UCL Knowledge Lab, UK

Dynamic Literacies / Dynamic Methodologies

This talk will explore how theoretical innovation is supported by methodological innovation and the ways which they are in a symbiotic relation to one another.

In recent years, multimodal theory has challenged researchers to account in their work for the many ways in which meaning is made, with a focus on visual (and other) ways of working appropriate to the dominant modes of communication in a digital age.  The mediatic turn itself arises from an attempt to re-conceptualise and re-describe literacy more widely as a set of dynamic practices and assemblages which, in turn, has its roots and echoes in new literacy studies, post-humanism, actor- network theory and more. In the context of learning, formally and informally, this suggests an imperative for a cultural integration of texts and practices hitherto considered to be superficial, ephemeral and disconnected from the codes and conventions of real literacy. Multimodal research methods help us to generate innovative theory because they allow us to pay attention to, and describe, embedded and changing forms of literacy practices.

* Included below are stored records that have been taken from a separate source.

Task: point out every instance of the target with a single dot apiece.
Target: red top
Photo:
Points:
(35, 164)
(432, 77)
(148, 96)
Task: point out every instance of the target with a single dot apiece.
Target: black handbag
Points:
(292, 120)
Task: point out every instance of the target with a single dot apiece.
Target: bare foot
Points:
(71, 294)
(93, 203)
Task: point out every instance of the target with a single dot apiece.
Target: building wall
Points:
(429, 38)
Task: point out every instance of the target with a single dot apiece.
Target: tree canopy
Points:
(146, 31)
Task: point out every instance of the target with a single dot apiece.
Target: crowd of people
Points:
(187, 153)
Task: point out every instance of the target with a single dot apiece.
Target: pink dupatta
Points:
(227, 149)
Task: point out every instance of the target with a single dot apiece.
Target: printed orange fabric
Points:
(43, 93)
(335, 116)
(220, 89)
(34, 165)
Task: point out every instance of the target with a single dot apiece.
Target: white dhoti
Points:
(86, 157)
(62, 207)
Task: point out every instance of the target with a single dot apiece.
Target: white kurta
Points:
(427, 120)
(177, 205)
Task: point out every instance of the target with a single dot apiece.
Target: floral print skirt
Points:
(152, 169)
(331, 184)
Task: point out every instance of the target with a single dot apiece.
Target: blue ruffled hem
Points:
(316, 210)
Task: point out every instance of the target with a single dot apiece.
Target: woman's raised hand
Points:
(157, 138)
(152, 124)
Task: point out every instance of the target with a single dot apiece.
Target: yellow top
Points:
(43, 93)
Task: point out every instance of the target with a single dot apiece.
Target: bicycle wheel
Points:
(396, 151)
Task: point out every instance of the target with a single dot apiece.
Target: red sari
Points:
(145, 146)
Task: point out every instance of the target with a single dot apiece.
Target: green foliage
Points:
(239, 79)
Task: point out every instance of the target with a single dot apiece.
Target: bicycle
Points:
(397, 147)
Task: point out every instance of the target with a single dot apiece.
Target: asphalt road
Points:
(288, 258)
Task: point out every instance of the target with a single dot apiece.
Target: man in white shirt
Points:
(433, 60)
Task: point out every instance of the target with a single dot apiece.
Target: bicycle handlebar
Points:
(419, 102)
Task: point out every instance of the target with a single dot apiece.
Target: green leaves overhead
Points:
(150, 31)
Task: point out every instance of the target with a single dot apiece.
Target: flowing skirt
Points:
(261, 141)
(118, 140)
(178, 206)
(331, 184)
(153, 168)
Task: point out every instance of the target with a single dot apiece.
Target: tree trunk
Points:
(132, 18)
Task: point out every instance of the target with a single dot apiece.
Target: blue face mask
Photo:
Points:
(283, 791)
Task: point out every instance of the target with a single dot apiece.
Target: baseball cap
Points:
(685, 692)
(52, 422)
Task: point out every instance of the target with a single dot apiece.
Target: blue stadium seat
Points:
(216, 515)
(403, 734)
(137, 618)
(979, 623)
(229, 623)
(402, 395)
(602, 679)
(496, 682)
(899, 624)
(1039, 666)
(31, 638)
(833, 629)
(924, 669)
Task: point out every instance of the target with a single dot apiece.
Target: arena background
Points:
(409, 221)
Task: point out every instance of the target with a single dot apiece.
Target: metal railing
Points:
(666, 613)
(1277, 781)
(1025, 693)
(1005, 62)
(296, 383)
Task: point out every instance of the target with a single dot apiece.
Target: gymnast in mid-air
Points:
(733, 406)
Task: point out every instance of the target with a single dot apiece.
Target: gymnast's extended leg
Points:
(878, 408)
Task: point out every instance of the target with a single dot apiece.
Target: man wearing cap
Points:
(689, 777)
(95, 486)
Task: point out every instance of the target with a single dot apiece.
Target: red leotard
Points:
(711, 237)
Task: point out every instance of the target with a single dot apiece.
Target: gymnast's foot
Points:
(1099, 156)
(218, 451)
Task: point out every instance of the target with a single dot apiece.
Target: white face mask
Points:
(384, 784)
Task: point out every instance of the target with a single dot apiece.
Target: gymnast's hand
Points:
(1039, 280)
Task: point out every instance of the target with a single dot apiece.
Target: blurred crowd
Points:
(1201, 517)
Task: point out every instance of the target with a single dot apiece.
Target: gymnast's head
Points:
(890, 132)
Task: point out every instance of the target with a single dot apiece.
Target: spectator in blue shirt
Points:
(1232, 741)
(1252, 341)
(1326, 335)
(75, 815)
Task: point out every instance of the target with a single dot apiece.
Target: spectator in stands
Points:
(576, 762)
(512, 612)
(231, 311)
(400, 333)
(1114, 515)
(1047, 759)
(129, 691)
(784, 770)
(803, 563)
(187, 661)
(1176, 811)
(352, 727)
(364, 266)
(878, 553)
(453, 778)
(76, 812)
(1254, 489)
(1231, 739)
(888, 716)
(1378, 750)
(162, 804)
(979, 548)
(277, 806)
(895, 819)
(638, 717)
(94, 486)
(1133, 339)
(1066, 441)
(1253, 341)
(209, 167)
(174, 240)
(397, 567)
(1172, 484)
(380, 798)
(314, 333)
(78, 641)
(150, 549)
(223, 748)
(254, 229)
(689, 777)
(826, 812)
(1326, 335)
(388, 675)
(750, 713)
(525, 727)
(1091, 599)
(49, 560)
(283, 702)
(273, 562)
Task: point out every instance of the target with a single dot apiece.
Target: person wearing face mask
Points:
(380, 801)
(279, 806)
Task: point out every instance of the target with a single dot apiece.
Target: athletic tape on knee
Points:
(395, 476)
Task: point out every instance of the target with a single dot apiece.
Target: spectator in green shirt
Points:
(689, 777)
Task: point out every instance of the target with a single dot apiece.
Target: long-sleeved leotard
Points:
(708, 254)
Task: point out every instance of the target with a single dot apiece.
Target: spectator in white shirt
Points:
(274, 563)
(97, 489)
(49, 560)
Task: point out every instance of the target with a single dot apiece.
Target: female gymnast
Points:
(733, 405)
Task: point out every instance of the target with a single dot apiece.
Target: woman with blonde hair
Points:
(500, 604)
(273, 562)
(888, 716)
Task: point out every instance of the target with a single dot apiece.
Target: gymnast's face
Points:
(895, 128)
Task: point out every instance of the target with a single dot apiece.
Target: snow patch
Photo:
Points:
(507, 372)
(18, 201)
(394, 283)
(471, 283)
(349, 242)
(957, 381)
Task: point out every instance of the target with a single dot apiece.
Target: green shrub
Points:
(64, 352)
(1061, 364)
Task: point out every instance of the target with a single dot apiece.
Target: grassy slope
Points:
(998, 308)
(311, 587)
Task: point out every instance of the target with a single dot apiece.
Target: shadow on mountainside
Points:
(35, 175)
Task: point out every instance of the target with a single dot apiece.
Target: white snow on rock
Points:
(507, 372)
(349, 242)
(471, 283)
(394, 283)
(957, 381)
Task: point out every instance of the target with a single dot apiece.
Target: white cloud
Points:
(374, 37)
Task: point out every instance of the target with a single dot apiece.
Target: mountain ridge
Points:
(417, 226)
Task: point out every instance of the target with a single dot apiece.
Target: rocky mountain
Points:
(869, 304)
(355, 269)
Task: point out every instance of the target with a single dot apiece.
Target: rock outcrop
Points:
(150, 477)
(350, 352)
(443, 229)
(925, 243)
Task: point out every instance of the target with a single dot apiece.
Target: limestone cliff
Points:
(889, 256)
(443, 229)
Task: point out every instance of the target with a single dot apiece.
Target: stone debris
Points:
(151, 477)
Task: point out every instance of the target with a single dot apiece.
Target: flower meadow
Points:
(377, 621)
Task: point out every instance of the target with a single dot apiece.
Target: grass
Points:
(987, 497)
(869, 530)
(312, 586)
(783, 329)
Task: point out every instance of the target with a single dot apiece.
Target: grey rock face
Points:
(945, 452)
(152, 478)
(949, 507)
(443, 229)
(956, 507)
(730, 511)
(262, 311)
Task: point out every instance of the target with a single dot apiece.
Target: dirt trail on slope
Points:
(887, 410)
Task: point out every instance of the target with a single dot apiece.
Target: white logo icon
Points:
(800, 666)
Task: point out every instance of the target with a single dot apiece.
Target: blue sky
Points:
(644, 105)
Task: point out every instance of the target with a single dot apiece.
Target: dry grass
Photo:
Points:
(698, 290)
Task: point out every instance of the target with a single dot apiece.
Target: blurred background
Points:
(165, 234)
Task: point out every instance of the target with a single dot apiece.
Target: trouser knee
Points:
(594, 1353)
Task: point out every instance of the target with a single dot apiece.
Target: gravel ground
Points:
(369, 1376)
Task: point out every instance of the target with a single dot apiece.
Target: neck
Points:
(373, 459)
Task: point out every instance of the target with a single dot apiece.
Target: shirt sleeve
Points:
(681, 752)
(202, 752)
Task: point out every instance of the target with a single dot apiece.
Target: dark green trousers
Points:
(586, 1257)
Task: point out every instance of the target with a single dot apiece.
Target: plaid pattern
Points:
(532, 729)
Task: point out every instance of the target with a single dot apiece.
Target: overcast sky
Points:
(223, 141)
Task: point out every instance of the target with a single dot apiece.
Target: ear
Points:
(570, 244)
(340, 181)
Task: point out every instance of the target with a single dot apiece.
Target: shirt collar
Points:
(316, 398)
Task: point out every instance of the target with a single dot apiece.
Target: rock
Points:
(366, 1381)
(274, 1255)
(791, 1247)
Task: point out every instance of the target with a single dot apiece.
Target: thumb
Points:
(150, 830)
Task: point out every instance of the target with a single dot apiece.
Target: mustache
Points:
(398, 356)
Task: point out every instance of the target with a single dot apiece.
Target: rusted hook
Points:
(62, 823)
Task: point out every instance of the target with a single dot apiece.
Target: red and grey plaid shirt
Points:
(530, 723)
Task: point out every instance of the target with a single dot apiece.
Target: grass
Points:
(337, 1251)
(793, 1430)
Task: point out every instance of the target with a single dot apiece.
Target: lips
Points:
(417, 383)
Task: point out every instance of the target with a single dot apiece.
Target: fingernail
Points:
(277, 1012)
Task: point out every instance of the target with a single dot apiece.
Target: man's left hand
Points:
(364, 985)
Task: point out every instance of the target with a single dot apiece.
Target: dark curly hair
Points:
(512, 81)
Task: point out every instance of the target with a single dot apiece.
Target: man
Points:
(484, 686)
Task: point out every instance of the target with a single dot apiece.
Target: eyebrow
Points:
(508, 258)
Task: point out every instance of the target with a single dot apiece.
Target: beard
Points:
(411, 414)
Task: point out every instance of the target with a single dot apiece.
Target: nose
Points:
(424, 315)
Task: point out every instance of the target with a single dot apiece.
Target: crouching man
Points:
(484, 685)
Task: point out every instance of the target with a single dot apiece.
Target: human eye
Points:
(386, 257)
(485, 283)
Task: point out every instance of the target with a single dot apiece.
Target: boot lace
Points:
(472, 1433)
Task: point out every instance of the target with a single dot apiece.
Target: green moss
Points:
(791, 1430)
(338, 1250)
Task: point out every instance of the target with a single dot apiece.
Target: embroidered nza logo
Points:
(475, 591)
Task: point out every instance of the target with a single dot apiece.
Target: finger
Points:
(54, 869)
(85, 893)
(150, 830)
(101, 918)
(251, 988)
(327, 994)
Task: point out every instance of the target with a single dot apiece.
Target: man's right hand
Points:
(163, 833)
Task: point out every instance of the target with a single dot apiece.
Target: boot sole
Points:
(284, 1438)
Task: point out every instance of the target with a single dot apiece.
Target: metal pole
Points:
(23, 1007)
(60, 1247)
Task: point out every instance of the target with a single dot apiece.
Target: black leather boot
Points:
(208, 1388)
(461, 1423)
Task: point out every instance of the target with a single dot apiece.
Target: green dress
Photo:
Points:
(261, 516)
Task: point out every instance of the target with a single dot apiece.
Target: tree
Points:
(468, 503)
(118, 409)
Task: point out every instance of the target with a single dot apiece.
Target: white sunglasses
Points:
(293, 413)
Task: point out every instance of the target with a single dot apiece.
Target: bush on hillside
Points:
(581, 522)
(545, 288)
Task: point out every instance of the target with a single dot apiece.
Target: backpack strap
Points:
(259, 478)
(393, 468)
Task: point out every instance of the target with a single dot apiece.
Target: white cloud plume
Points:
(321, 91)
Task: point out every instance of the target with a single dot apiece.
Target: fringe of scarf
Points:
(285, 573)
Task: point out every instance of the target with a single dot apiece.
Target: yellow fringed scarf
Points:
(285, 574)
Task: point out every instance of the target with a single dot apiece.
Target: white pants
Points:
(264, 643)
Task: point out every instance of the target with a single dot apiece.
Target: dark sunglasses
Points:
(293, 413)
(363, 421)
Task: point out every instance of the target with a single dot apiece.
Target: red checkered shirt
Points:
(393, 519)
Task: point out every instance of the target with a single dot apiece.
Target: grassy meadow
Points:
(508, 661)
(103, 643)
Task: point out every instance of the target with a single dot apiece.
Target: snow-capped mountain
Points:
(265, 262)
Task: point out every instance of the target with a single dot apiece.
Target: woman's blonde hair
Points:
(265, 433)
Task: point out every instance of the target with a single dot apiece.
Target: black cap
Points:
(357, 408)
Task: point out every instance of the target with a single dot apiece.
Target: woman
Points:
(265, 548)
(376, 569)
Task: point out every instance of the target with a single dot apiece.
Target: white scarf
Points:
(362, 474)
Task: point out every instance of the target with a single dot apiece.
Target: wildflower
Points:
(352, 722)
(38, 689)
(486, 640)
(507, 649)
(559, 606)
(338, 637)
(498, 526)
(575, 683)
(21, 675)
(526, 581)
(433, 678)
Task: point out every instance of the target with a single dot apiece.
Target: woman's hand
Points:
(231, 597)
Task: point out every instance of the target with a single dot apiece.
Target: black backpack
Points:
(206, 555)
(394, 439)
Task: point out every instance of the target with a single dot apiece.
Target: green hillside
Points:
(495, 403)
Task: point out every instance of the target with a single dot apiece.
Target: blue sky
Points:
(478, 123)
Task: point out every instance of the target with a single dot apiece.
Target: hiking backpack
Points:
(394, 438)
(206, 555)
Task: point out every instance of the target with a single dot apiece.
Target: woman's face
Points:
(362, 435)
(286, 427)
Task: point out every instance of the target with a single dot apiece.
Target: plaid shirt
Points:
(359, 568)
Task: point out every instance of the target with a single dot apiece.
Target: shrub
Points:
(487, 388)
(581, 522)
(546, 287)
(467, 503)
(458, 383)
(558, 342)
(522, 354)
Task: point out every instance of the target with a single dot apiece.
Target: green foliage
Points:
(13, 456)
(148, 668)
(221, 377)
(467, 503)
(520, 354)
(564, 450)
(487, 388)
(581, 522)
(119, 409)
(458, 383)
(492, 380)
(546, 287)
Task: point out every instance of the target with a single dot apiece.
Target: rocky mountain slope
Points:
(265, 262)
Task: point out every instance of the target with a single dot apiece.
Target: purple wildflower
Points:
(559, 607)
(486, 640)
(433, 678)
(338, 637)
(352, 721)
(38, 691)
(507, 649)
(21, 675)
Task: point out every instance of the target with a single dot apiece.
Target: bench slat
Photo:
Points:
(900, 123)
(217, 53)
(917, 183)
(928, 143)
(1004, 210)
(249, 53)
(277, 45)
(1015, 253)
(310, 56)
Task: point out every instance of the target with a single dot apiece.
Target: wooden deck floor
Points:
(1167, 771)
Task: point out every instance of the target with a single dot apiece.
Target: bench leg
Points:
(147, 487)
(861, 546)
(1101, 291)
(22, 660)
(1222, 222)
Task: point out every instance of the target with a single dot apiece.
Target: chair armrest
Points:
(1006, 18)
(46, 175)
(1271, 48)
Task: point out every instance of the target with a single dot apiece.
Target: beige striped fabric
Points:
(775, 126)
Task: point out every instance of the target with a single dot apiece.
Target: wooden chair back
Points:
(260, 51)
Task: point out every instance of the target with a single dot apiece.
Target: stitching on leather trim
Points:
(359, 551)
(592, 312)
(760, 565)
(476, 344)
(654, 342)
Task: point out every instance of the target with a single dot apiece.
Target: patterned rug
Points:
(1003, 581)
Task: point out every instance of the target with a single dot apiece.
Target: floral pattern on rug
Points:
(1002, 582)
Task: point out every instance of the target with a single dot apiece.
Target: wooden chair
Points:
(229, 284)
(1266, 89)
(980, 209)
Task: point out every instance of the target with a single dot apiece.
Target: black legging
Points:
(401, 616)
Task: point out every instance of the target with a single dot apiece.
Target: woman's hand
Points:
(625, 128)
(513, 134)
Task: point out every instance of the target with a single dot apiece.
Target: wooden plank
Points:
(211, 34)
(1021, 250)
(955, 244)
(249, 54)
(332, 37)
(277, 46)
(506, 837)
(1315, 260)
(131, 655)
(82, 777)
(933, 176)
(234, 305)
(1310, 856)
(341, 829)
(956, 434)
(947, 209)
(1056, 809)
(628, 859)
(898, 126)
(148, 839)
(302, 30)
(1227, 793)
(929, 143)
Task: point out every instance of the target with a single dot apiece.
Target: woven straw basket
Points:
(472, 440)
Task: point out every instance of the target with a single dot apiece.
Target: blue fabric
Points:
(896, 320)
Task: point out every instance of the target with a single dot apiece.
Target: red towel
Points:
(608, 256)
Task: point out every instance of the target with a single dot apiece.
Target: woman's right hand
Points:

Practical examples of support for a theory of dynamic literacies will be discussed showing how they can be derived from dynamic and multimodal research methods in a number of projects, including an ongoing playground games research project, Playing the Archive. Seminar participants are invited to bring their own work and ideas to the discussion of these emergent and innovative research methods.

 

JP2017
John Potter is Reader in Media in Education at the University College London Institute of Education, based in the UCL Knowledge Lab. His research and publications are in the fields of: media education, new literacies, creative activity and learner agency; theories of curation and agency in social media; the changing nature of teaching and learning in response to the pervasive use in wider culture of media technologies in formal and informal settings. He has worked in literacy and media in education throughout his working life, as: a primary school teacher in East London; a local authority education advisor; a teacher educator and, most recently, as an academic and researcher, teaching on MA programmes and supervising doctoral students. In his work, he argues for a wider definition of literacy which encompasses the culture, interests and agency of learners, and proposes pedagogies which value the cultural capital which all social actors in formal and informal settings bring with them. He is the author of a number of books and papers in the field, including Digital Media, Culture and Education: Theorising third-space literacies with Prof Julian McDougall (published by Palgrave/Springer in 2017), which has just been shortlisted for the UKLA Academic Book of the Year award, 2018.